Millie writes:
I've been a little bummed since I started writing professionally. Don't get me wrong, I am still amazed every single day that someone is willing to pay me actual money to write things down. In this economy and with the job market being what it is in our part of the world, I feel extremely lucky; there's also the little, internal “WHOA!” moment when someone asks me the “What do you do” question and I can say casually, “I'm a writer.”
It's a change, because I've identified myself as a Stay-at-Home-Mom for the last quarter of a century. Being a mom/ housewife was my vocation and my avocation, too. I am not one of those women who was doing her duty by her children until she could re-join the workforce; that was my career. I loved it and I was very good at it. Of course, as with any job there were parts of it I didn't like much; I hate cleaning the bathtub, dusting is boring, and nobody likes back-chat. Still, I found it a tremendous creative outlet and was very, very fond of my co-workers.
Now that is over.
Oh, I'm still at home. The phone is nearby so I can come to the rescue in an emergency, I'm here to answer the doorbell and nag people to do their homework. There's a difference, though. The dust doesn't get polished away every day, it builds up for a week until I give it a swipe with a hand towel on my way to do something else. There's a lot more pizza and stir-fry and a lot less Beef Stroganoff and homemade yogurt. I didn't do anything at all in the garden this year (though the kids kept it weeded) and there are still some decorations up from the high school drama cast party we hosted last spring. After-school cookies are far more apt to come from a package than from the oven, these days.
This wasn't how I pictured my kids-at-home years finishing up. There were supposed to be a few more hand-sewn prom dresses, a few more family vacations, a lot more outings to chat one-on-one over a milkshake before I had to turn in my badge for good.
When that pink slip showed up in our wage-earner's envelope, however, “what I'd pictured” was no longer relevant. What was relevant was that I had a skill that could make the difference between not-quite-making-it on unemployment and Coasting By. I leaped gladly into the breach, grateful that there was something concrete I could do.
Still, there was that small, small part of me that wept, “Now I'm not a SAHM any more!” - that part of me that misses the seasonal decorating, the home-cooked dinners, the spotless house.
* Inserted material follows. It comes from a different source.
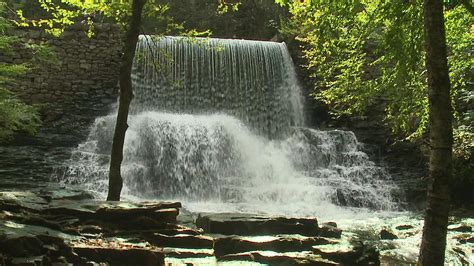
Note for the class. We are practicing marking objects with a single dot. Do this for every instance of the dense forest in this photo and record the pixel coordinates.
(403, 68)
Then I realized something: I haven't lost my identity after all, it's only morphed a bit. I've graduated from SAHM to WAHM. Sure, most days everything gets short-changed except the work and the family; the kids and Lance have to pick up more slack than I would like, and I imagine the volunteer coordinator at the high school wonders if Sassy and Jack even have parents. Instead of dropping into bed each night with the feeling of exhausted satisfaction, I drop into bed each morning with the feeling that I've been hit repeatedly with a six-foot 2x4 and the conviction that they should abbreviate Work-At-Home-Mom as WHAM instead of WAHM.
My “job description” still has an “M” for “Mom” in it, though . . . so I think we'll all survive.